The Faith and Freedom Club hosted a meeting where Medina resident Sandy Vannatter moderated a meeting where old time residents of the town shared their memories and prepared for the Smithsonian exhibit of local history.
Seven rural areas in Texas were chosen to host the Museum on Main Street exhibition of local history. Bandera was one of rural areas chosen.
Vannatter introduced the guest speakers. She asked the audience and speakers to think about their grandparents and great grandparents. She introduced the group to a round table discussion. Ruby Lorraine (Tootie) Feagan, the founder of the Tootie Pie Company and a 94-yearold resident of Medina and her daughter; Elva Keeling; Roger Bornatt; and Cecil Lestourgeon came together to talk about the history of Medina.
Mrs. Feagan described the different businesses in Medina at the time of her youth. She also described how her grandfather, at age 16, herded the camels at Camp Verde before he went into the military.
Her grandfather was also involved in cattle drives after the Civil War as well. He was one of the primary founders of Medina.
Mrs.

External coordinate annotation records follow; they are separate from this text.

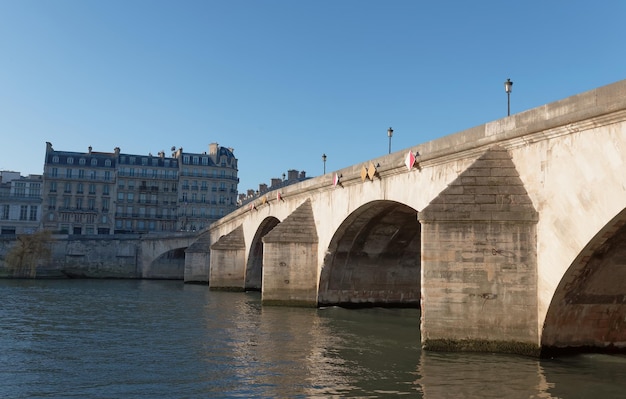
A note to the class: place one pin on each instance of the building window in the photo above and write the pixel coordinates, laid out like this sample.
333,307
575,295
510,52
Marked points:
23,212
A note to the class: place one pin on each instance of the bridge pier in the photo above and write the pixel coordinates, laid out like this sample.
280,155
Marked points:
479,262
227,263
290,261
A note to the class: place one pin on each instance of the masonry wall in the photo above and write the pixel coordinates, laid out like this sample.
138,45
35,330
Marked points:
289,274
118,257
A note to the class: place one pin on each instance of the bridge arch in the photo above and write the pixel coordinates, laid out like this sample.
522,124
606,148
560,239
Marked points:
588,309
373,258
254,266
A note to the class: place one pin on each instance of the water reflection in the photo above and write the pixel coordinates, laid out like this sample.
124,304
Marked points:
103,339
474,375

Feagan also described the social events of Medina. She described the wedding of Buddy and Norah Hubble who got married at a café in Medina. She talked about the Pate’s gristmill and the rooming house owned by Molly and Dick Walker. She remembered the barbershop across the street from the rooming house and Dr. Bayless’ medical office.
According to Feagan, the new ice machine revolutionized the dairy business that Feagan’s mother ran.
She told a story about how her father would concoct a cornbread and milk treat with the cream chilled by the ice from the ice company in Medina.
Sandy Vannatter talked about the book written by Caroline Hatfield which described the history of Medina. Vannatter remembered what her uncle Terry Stokes wrote in several letters describing various features of the community. He related the events around the measles epidemic in 1934.
Jayne Ramblin read a Stokes letter about the Medina school. The wood frame four-room schoolhouse accommodated many of the town’s school children. The local one room schools only went up to grade 7.
Ramblin noted that due to the measles epidemic the schools were closed for six weeks. One boy, Richard Whitehead, Jr. died from complications related to the epidemic. Mrs. Keeling stated that both her grandparents were lost in the measles epidemic.
Another volunteer read a letter about the itinerant music teacher who visited Medina each year. Vannatter showed a picture of the music students and the teacher who gave lessons. At the end of his stay, the Medina area music students put on a concert at the end of ‘music week.’
Vannatter read a letter Stokes wrote to his graduating class in October of 2008, about Medina before 1942. When he was born in 1920, Stokes noted that Medina still had a cotton gin on the edge of town.
He remembered that the town had three grocery stores, three service stations, one garage, one telephone office, one drug store, one blacksmith shop, one bus line depot, one shoe cobbler, one freight line, the Medina Light newspaper, one movie theater, two barbershops, three restaurants, one doctor, one variety store, and one icehouse.
Up until 1925, Medina had a dentist and a hotel. He noted that the dentist powered his equipment by foot pedal. He remembered the circus visited Medina up until the late 1920’s. With the circus came the gypsies which he remembered vividly.
Stokes also reminisced about when the state paved the road from Medina to Bandera. This signaled the end of growth in Medina according to Stokes.
Stokes talked about where he was on December 7, 1941. Stokes was staying at the Allsup Ranch for the weekend. Mrs. George Allsup rode up on a horse with a battery radio so that they could listen to President Roosevelt’s speech about the bombing of Pearl Harbor.
Mrs. Feagan related a World War II story about two Medina boys who took candy from a Medina visitor. The two boys went to the hospital due to symptoms of poisoning, and one later died. One of the boys’ fathers also went to the hospital and died from poisoning. This same visitor was picked up by law enforcement and turned out to be a spy. He had schematics of the Corpus Christi Naval Air Station sewed into his coat and was a German sympathizer.
Vannater talked about some sample posters about Vernon Williams, the town barber and a World War II medic who provided medical services to the community. She showed some of the Hatfield books about Medina. “These books are just wonderful, it gives you an idea of the words of the people who lived at that time and their stories,” said Vannatter.
She encouraged the group to make posters describing the history of their families for the Smithsonian exhibition.
After an hour, the group broke up. Vannatter encouraged the audience to get involved in the local history project. She said that the group would get together on February 27 to go over their information.